AngloGold Ashanti to axe 2,000 jobs as it shrinks footprint in South Africa

The Mponeng mine. (Credit: Wikimedia Commons)

South Africa’s AngloGold Ashanti (JSE:ANG) (NYSE:AU), the world’s third-biggest producer of the precious metal, is cutting as many as 2,000 jobs at its domestic operations as part a restructuring aimed at reducing losses.

The company, which is down to the Mponeng underground gold mine and a tailings treatment operation in its home country, said the measure would affect employees across the different categories and levels, including the region’s executive committee and senior management.

After suffering heavy losses in South Africa, the Johannesburg-based miner said last year it would restructure its local mines, which could lead to 8,500 workers, or around 30% of its workforce, being laid off.

The company’s remaining South African assets are the Mponeng underground gold mine, and a surface operation.

Some of those job cuts were averted through the sale of its Moab Khotsong mine, as well as the Kopanang Mine and the West Gold Plant, both of which were bought for fellow miner Harmony Gold.

Currently, the company still employs about 8,200 people in South Africa, where miners face falling grades, rising costs and declining labour productivity, coupled with an uncertain regulatory environment.

The Association of Mineworkers and Construction Union (AMCU) said in the notice given by AngloGold, the miner cited “uncontrollable factors” such as ore body depletion, increasing depths to mine, lower grades, declining production,  mounting electricity and labour costs and increased cost of borrowing capital, as the reasons for the retrenchments.

“We will not allow our members to be robbed of their livelihoods by the sheer pursuit of profit over people,” the AMCU said in a statement.

The National Union of Mineworkers (NUM), in turn, called all trade unions to form a united front to save jobs in the mining sector.
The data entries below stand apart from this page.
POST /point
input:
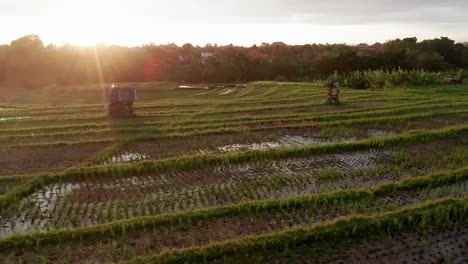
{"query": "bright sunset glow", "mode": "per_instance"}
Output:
(133, 23)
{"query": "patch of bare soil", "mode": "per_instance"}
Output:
(25, 160)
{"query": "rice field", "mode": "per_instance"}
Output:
(265, 173)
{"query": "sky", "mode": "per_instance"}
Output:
(240, 22)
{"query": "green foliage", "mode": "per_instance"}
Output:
(378, 79)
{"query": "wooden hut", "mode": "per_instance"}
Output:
(119, 100)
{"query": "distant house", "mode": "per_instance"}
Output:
(366, 50)
(119, 101)
(205, 55)
(256, 55)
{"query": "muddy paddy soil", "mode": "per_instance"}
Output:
(155, 239)
(27, 160)
(77, 203)
(229, 143)
(428, 246)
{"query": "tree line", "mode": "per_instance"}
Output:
(27, 62)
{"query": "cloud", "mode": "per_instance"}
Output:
(260, 11)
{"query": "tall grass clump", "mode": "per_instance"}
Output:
(377, 79)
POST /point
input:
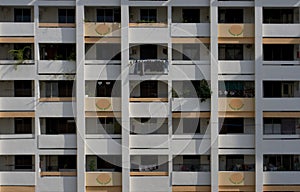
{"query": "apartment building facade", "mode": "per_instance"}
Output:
(148, 96)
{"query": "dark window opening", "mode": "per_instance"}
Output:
(22, 15)
(109, 15)
(66, 15)
(191, 15)
(231, 52)
(23, 88)
(23, 162)
(231, 15)
(148, 15)
(23, 125)
(278, 52)
(232, 125)
(278, 15)
(149, 89)
(60, 126)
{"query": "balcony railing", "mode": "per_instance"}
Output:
(191, 167)
(149, 67)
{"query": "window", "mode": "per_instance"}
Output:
(110, 125)
(230, 52)
(105, 88)
(108, 15)
(60, 126)
(66, 15)
(278, 15)
(148, 15)
(280, 89)
(231, 16)
(191, 52)
(22, 15)
(66, 162)
(23, 88)
(232, 125)
(278, 52)
(57, 89)
(191, 15)
(149, 89)
(23, 125)
(23, 162)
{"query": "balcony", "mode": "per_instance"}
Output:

South Africa’s gold industry now employs fewer than 117,000 people from 180,000 in 2004. According to the latest data from GFMS, released in early May, the country is in eighth place in global gold production rankings, barely higher than Mexico. It is also the most expensive place by far to mine gold, given that after 140 years of mining, the operations have become older, deeper and more dangerous.